Philippine Pryce Assurance Corporation
vs. Court of Appeals
(Insurance Law)
230 SCRA 164 (G.R. No. 107062)
February 21, 1994
Petitioners:
|
Philippine
Pryce Assurance Corporation
|
Respondents:
|
Court
of Appeals, (Fourteenth Division) and Gregoco, Inc.
|
J.
Nocon:
FACTS:
Petitioner,
Interworld Assurance Corporation (the company now carries the corporate name
Philippine Pryce Assurance Corporation), was the butt of the complaint for
collection of sum of money by Gregoco, Inc. before the RTC of Makati Branch
138. The complaint alleged that petitioner issued two surety bonds (No. 0029
dated July 24, 1987 and No. 0037, dated October 7, 1987) in behalf of its
principal Sagum General Merchandise for five hundred thousand pesos (₱500,000.00)
and one million pesos (₱1,000,000.00) respectively.
In
its Answer, petitioner admitted having executed the said bonds, but denied
liability because allegedly 1) the checks which were to pay for the premiums
bounced and were dishonored hence there is no contract to speak of between
petitioner and its supposed principal; and 2) that the bonds were merely to
guarantee payment of its principal obligation, thus, excussion is necessary.
ISSUE:
Whether
or not there is a valid contract of surety between Philippine Pryce and Sagum
despite, the bouncing of check, supposed to pay for the premium.
HELD:
Yes.
Finally, there is reason to believe that petitioner does not really have a good
defense. Petitioner hinges its defense on two arguments, namely: a) that the
checks issued by its principal which were supposed to pay for the premiums,
bounced, hence there is no contract of surety to speak of; and 2) that as early
as 1986 and covering the time of the Surety Bond, Interworld Assurance Company
(now Phil.

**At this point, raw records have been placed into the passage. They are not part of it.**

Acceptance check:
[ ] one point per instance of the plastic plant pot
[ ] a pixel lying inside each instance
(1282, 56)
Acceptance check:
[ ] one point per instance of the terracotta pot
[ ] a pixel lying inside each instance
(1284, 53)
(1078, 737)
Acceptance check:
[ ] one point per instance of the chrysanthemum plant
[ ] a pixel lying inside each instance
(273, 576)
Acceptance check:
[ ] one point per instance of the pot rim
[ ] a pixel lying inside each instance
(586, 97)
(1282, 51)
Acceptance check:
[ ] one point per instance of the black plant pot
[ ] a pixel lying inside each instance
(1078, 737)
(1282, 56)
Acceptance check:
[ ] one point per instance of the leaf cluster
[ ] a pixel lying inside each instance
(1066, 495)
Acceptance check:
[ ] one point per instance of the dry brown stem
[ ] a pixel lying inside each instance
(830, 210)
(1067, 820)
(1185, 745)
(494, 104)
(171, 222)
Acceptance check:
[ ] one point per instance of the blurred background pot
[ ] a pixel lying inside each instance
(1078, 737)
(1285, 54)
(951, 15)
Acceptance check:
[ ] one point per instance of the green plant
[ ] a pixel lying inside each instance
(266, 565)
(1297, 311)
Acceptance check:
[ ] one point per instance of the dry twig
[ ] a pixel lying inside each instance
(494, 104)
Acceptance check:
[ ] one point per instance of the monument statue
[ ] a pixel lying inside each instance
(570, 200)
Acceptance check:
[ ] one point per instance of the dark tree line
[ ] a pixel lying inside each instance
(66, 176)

Pryce) was not yet authorized by the Insurance Commission to issue
such bonds. The Insurance Code states that: “SECTION 177. The surety is
entitled to payment of the premium as soon as the contract of suretyship or
bond is perfected and delivered to the obligor. No contract of suretyship or
bonding shall be valid and binding unless and until the premium therefor has
been paid, except where the obligee has accepted the bond, in which case the
bond becomes valid and enforceable irrespective of whether or not the premium
has been paid by the obligor to the surety. x x x” (emphasis added) The above
provision outrightly negates petitioner’s first defense. In a desperate attempt
to escape liability, petitioner further asserts that the above provision is not
applicable because the respondent allegedly had not accepted the surety bond,
hence could not have delivered the goods to Sagum Enterprises. This statement
clearly intends to muddle the facts as found by the trial court and which are
on record.
On
the other hand, petitioner’s defense that it did not have authority to issue a
Surety Bond when it did is an admission of fraud committed against respondent.
No person can claim benefit from the wrong he himself committed. A
representation made is rendered conclusive upon the person making it and cannot
be denied or disproved as against the person relying thereon.